TSCPA News

FTX Crypto Exchange Bankruptcy Prompts Tax Questions

December 13, 2022

In the wake of the Nov. 11 bankruptcy filing of offshore cryptocurrency exchange FTX Trading Ltd., questions remain regarding tax consequences for customers.

The exchange, collectively the FTX Group, consists of West Realm Shire Services Inc (FTX US), Alameda Research Ltd. and approximately 130 affiliates. On Nov. 11, FTX filed for Chapter 11 bankruptcy in the District of Delaware. FTX’s CEO Sam Bankman-Fried stepped down and was succeeded by attorney John J. Ray III, who is known for his work liquidating Enron in the early 2000s. Bankman-Fried, who was set to testify virtually at a House Financial Services Committee hearing on Dec. 13, was arrested in the Bahamas on Dec. 12 after U.S. prosecutors filed criminal charges against him.

Reportedly, around $10 billion in FTX customer funds were loaned to Alameda to fund its trading activities and was not disclosed to FTX customers. Once customers made this discovery and began attempting to withdraw their funds, FTX paused withdrawals full-stop. The exchange, which had been operating on fractional reserves, was left with an $8 billion shortfall.

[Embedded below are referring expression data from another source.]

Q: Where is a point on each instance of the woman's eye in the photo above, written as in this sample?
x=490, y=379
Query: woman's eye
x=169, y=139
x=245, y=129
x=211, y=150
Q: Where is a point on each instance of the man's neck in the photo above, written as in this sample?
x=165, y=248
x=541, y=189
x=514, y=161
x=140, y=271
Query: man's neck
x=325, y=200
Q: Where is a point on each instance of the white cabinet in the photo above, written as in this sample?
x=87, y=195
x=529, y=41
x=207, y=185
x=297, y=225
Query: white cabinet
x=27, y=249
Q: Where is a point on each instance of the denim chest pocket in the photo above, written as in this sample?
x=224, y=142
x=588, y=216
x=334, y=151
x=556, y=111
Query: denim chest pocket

Since FTX’s bankruptcy declaration, tax professionals have been speculating on what comes next for customers tax-wise, but given the lack of precedent for a bankruptcy of this magnitude in the crypto industry and the classification of crypto technologies as property, the tax consequences are uncertain. There are many current unknowns, such as whether the assets will be considered worthless, the type of currency that will be used for any payouts, and the timing of the valuation of the assets, among other things.

The court will establish whether FTX’s estate consists of consumer accounts as part of the bankruptcy proceedings. In an interview with Checkpoint, Ledgible’s Vice President of Tax and Accounting Gabriel Brin said that consumers, who are expected to be named as unsecured creditors, “are likely to incur deductible losses.”

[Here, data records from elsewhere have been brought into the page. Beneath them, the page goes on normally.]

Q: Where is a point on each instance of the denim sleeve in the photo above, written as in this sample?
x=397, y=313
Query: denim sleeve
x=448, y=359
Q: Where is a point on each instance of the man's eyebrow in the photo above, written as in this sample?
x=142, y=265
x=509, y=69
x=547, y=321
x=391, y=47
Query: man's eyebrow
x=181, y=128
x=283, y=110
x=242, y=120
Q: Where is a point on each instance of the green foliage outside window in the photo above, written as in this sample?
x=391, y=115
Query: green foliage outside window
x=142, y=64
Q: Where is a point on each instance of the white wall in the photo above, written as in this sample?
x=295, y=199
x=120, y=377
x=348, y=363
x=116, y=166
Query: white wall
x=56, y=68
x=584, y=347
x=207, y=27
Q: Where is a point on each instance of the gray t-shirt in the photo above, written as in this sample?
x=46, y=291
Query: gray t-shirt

Writing for CoinDesk, Creighton University School of Law Frank J. Kellegher Professor of Trusts and Estates Victoria J. Haneman said that for those who “successfully cashed out and/or withdrew funds, any resulting capital loss may be used to offset their capital gains (plus $3,000 of ordinary income). Any excess capital loss is not wasted. The investor can continue to offset capital gains taxes accrued from trading or investment activities and take a deduction of $3,000 every year until the loss is exhausted, according to tax precedent.”

For customers who have been unable to access their assets due to the fact that FTX filed for bankruptcy and paused withdrawals, they will not be able to calculate a loss until bankruptcy proceedings have been completed, as they would not incur a loss until then. As Brin said, “these losses will likely not be recognizable on their tax returns until [at least] 2023 once fully ruled on by the court.”

If FTX ends up falling within the definition of a Ponzi scheme, Haneman wrote that “investors may deduct their losses as an ‘investment theft loss’ instead of a capital loss. And while capital losses are subject to loss limitation rules ($3,000 per year against ordinary income), investment theft losses are deductible immediately.”

FTX has until early March 2023 to submit a proposed plan for reorganization. The plan is subject to an approval vote by creditors and a subsequent court ruling. It is unclear how many creditors will be participating in the approval process, as there may be up to one million creditors. Developments in other major crypto bankruptcies, such as Celsius and Voyager, may also impact the timing of the FTX ruling.

In a Nov. 16 statement, U.S. Treasury Secretary Janet Yellen said FTX demonstrates “the need for more effective oversight of cryptocurrency markets” and that the “federal government, including Congress, also needs to move quickly to fill the regulatory gaps the Biden Administration has identified.”